CFD Trading Explained – How Does it Work?

Most people in the Middle East know about share market investing. To make a profit, you purchase a specific number of shares of a company and sell the same, preferably at a price higher than the buying price.

But what if you were not required to purchase the shares or the underlying asset directly and still take advantage of upside and downside short-term price movements? A CFD turns this possibility to reality. Look at what it is and how it works

What is a CFD?

A CFD or Contract for Difference is a derivative product. It derives its value from an underlying asset, eliminating the need for the trader to purchase the underlying asset.

By purchasing this contract, you agree to exchange the difference in the underlying asset’s price from when a position is taken to when it is exited. Two of the most significant advantages of CFD trading over stock trading are short selling and availability of leverage.

What Does Short Selling a CFD Mean?

Unlike stock trading, where you first buy shares at a lower price and then sell at a higher price, CFDs allow you to open a position by selling higher first and then closing the trade by buying at a lower price.

For instance, if your analysis suggests that the price of Google (GOOGL) shares will fall in the short term, then you can short sell a CFD of the company. If the price falls as per your analysis, then you can close the trade at a lower price. The difference between the selling and buying price multiplied by CFD quantity will be your profit.

What is Leverage in CFD?

Let us assume that you’d like to purchase 100 shares of Apple (AAPL) at $148 per share. You will need $14,800 to complete this purchase. As this is a cash position, you’ll have to pay the entire amount upfront for taking this position. But CFDs work on leverage. In other words, you only need to pay a certain percentage of the total cost of the contract for taking the position.

For instance, an online trading platform might only require 5%-10% upfront for purchasing an AAPL CFD of 100 qty. So, you can open a position for only $740-$1,480 and not $14,800. But note that the profits and losses will be calculated on the total CFD quantity and could significantly exceed the initial deposit.

The profit will be $100 if the AAPL price rises to $149 from $148 as you hold a CFD of 100 qty. Similarly, the losses will be $100 if the price falls to $147.

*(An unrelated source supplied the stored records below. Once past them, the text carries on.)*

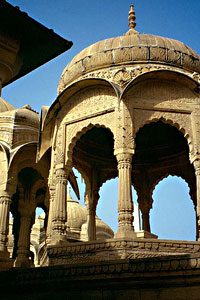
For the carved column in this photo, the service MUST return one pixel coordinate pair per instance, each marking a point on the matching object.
(5, 201)
(91, 199)
(145, 218)
(197, 172)
(50, 215)
(60, 206)
(125, 203)
(23, 251)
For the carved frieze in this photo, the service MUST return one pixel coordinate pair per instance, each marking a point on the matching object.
(88, 102)
(123, 75)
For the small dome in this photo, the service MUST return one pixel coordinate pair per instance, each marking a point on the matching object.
(22, 114)
(76, 214)
(77, 222)
(129, 49)
(5, 106)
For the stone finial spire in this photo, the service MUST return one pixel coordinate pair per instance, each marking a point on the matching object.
(131, 18)
(132, 24)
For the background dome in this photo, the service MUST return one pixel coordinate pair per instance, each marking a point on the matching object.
(5, 106)
(132, 48)
(77, 222)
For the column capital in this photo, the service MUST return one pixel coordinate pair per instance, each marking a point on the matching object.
(61, 175)
(196, 164)
(124, 151)
(5, 197)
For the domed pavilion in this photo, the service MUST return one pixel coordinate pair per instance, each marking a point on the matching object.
(127, 107)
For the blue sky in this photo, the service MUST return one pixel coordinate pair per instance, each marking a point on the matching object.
(86, 22)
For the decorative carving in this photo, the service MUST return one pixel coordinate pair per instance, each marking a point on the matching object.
(122, 77)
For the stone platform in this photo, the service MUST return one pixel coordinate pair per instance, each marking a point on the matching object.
(153, 278)
(114, 249)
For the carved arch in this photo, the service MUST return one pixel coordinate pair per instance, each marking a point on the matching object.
(183, 77)
(177, 123)
(177, 174)
(77, 133)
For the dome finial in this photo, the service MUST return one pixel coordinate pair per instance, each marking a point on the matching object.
(131, 18)
(132, 24)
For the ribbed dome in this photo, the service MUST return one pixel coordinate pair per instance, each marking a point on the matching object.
(76, 214)
(77, 221)
(24, 113)
(5, 106)
(127, 50)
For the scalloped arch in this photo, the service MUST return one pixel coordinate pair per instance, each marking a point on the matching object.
(79, 133)
(135, 80)
(171, 122)
(174, 174)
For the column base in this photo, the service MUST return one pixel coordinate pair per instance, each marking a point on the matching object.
(145, 234)
(6, 262)
(125, 233)
(22, 262)
(57, 240)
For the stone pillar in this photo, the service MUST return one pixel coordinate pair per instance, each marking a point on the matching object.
(125, 203)
(197, 172)
(23, 246)
(5, 201)
(50, 215)
(91, 202)
(91, 224)
(145, 218)
(60, 206)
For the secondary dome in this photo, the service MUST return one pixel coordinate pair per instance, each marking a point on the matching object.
(131, 48)
(77, 222)
(5, 106)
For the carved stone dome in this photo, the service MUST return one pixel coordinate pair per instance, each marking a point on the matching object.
(130, 49)
(77, 222)
(5, 106)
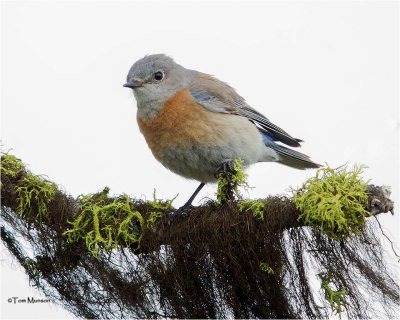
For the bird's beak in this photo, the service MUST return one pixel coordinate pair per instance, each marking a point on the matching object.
(132, 84)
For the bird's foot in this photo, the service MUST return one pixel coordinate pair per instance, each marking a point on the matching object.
(226, 185)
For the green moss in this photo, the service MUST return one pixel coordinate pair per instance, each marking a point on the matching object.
(238, 178)
(34, 195)
(106, 224)
(336, 298)
(11, 165)
(256, 207)
(266, 268)
(153, 218)
(334, 202)
(160, 207)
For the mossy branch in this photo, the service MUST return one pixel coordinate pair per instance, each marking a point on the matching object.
(240, 235)
(336, 202)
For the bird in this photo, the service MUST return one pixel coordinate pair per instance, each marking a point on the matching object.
(195, 124)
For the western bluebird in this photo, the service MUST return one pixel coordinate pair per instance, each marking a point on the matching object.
(194, 123)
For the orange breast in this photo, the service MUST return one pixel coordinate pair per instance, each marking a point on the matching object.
(182, 122)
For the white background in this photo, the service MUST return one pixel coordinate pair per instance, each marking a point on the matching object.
(326, 72)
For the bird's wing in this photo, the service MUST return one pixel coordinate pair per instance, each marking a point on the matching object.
(217, 96)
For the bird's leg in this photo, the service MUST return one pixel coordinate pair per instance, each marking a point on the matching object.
(186, 207)
(226, 169)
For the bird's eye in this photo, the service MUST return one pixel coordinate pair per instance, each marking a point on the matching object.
(158, 75)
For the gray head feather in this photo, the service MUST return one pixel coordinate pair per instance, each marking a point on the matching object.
(150, 91)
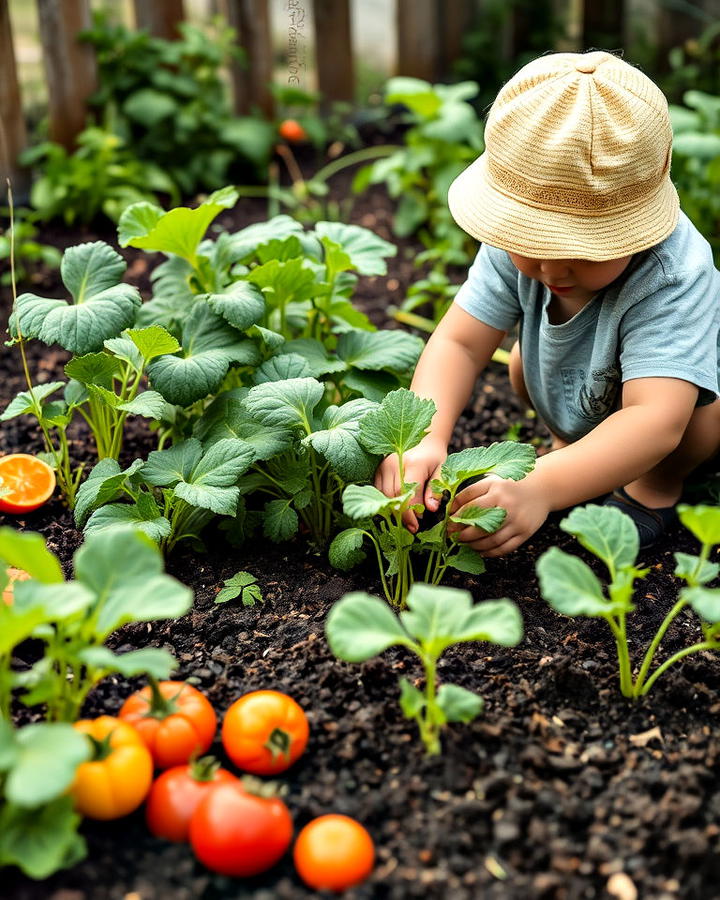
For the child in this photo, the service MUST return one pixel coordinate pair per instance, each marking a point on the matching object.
(614, 290)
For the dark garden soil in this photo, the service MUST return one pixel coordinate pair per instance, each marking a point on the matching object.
(562, 790)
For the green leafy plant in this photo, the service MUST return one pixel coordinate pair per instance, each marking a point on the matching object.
(102, 176)
(38, 825)
(571, 587)
(169, 101)
(119, 578)
(360, 626)
(396, 426)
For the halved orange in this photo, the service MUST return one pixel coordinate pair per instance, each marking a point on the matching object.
(26, 482)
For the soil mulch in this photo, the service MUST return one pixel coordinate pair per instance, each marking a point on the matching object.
(561, 790)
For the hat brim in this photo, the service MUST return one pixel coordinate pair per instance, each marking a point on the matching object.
(500, 220)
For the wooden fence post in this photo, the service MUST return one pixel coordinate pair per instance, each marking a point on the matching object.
(418, 39)
(251, 82)
(69, 66)
(12, 124)
(160, 17)
(333, 50)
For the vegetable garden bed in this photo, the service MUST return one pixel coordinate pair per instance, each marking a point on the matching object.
(561, 789)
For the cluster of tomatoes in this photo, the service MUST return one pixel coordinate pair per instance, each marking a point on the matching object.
(236, 827)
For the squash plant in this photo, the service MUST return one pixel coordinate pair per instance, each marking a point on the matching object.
(571, 587)
(396, 426)
(360, 626)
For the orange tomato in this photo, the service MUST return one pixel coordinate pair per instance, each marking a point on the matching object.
(13, 576)
(26, 482)
(333, 853)
(174, 720)
(117, 781)
(292, 131)
(264, 732)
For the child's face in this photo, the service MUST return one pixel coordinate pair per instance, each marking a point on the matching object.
(576, 279)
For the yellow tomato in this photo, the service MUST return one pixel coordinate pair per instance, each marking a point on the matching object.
(118, 779)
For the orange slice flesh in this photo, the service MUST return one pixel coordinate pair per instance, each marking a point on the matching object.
(26, 482)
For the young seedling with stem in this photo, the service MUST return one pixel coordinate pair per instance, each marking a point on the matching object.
(571, 587)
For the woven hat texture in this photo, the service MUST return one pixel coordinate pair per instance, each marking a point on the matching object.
(576, 163)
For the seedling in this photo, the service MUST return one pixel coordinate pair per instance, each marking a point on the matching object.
(361, 626)
(570, 586)
(396, 426)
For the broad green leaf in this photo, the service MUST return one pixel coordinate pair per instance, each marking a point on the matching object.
(153, 341)
(338, 440)
(155, 661)
(41, 841)
(22, 404)
(705, 602)
(291, 403)
(366, 250)
(703, 521)
(605, 531)
(280, 521)
(489, 518)
(398, 424)
(242, 585)
(102, 484)
(360, 626)
(374, 350)
(570, 586)
(27, 550)
(346, 549)
(459, 704)
(693, 569)
(412, 701)
(365, 501)
(102, 307)
(508, 459)
(178, 231)
(48, 755)
(241, 304)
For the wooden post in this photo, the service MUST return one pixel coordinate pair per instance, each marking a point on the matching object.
(251, 81)
(603, 25)
(13, 135)
(333, 50)
(418, 39)
(160, 17)
(69, 65)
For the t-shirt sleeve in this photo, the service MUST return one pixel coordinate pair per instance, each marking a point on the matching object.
(673, 332)
(490, 292)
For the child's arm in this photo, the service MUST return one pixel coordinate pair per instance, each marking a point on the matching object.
(457, 351)
(627, 444)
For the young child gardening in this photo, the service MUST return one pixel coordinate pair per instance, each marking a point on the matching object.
(614, 291)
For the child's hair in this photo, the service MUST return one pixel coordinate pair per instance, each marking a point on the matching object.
(576, 162)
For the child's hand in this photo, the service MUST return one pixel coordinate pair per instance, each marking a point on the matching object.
(526, 506)
(422, 464)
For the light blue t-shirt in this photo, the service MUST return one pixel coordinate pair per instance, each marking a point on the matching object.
(661, 317)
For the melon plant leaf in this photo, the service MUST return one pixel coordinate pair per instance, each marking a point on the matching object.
(360, 626)
(346, 549)
(101, 306)
(605, 531)
(337, 440)
(398, 424)
(291, 403)
(366, 250)
(178, 231)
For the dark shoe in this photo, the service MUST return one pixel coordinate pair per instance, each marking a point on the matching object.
(651, 524)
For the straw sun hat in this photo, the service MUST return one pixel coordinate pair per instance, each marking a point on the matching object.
(576, 165)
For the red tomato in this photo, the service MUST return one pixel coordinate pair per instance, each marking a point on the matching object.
(292, 131)
(264, 732)
(175, 795)
(237, 833)
(173, 718)
(333, 853)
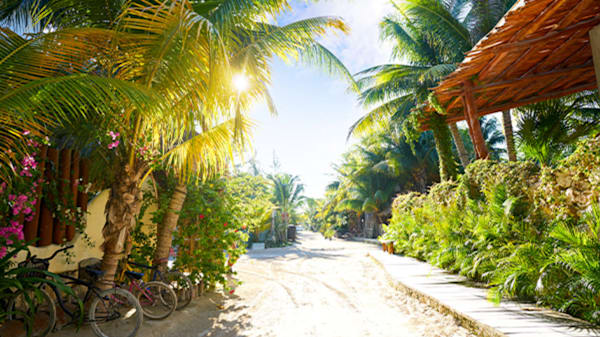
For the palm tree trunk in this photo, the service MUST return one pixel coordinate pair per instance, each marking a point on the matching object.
(443, 145)
(460, 146)
(508, 135)
(122, 208)
(165, 230)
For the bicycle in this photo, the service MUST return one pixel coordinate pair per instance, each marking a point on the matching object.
(113, 312)
(29, 309)
(157, 299)
(180, 283)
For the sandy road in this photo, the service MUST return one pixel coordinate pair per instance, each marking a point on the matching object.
(311, 289)
(325, 288)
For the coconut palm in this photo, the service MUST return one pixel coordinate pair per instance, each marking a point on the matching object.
(549, 130)
(47, 82)
(493, 137)
(287, 198)
(250, 44)
(432, 36)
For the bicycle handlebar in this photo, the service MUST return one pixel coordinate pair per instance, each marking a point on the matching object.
(139, 264)
(35, 258)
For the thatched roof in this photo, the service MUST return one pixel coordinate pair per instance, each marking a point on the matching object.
(539, 50)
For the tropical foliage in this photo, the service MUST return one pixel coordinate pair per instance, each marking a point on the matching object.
(430, 37)
(548, 131)
(524, 240)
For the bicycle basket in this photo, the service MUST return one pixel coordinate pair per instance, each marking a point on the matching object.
(43, 265)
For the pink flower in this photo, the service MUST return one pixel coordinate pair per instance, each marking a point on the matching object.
(113, 135)
(113, 145)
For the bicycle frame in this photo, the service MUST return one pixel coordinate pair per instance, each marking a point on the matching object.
(91, 290)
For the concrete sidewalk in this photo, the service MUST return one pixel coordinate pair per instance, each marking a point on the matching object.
(471, 307)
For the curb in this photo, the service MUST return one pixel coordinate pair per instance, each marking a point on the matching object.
(364, 240)
(465, 320)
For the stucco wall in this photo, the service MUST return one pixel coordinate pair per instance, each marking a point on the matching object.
(82, 249)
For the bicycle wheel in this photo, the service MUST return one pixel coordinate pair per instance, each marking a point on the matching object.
(32, 310)
(115, 313)
(157, 299)
(183, 287)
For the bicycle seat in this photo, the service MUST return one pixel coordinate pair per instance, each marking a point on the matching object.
(134, 274)
(94, 272)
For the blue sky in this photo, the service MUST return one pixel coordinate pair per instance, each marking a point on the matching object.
(315, 110)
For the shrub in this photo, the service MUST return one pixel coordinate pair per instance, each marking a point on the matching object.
(526, 233)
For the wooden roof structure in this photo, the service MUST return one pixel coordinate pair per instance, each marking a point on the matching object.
(538, 51)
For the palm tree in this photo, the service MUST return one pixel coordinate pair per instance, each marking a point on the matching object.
(509, 135)
(432, 35)
(181, 51)
(249, 46)
(47, 83)
(287, 198)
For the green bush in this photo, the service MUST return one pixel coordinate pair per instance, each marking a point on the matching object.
(507, 226)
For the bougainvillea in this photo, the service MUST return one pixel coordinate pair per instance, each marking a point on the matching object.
(209, 236)
(18, 197)
(211, 231)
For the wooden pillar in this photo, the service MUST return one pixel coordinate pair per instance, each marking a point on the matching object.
(595, 44)
(473, 121)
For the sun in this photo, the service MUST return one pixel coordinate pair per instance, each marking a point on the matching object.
(240, 82)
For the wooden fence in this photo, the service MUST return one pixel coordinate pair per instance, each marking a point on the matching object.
(69, 170)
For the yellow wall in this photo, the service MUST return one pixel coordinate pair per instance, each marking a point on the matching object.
(82, 250)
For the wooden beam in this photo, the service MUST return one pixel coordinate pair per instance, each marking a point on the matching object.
(454, 118)
(574, 13)
(540, 76)
(585, 24)
(473, 121)
(554, 94)
(541, 19)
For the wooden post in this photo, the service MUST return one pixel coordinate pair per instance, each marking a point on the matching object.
(64, 179)
(595, 45)
(473, 121)
(46, 220)
(31, 227)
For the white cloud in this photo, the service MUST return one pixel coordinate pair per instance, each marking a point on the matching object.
(360, 49)
(315, 110)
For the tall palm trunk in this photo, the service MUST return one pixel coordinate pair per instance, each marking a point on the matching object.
(460, 145)
(509, 136)
(443, 145)
(122, 208)
(165, 230)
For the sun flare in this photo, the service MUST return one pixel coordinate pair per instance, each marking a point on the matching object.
(240, 82)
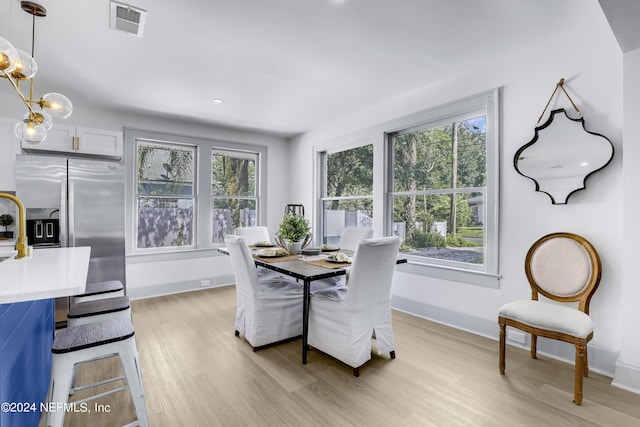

Different Types of Assets That Can Be Traded with CFD

While stock CFDs are commonly traded in the Middle East, CFD currency is also gaining widespread popularity. With forex CFDs, you can buy/sell top currency pairs, including EUR/USD, GBP/USD, USD/JPY, AUD/USD, USD/CAD, and more.

Other options such as commodity CFD and index CFD are available for traders in the Middle East. However, these offerings can vary between brokers.

CFD Trading in the Middle East

CFDs are an excellent way to diversify your trading portfolio and gain exposure to the most traded US securities. But while CFDs offer a host of advantages, they carry a significant level of risk and should only be considered by experienced traders and investors.

Some top brokers also offer demo accounts to help traders practice and experience how CFDs work in the real world. Choose one such broker to get hands-on experience before trading with real money.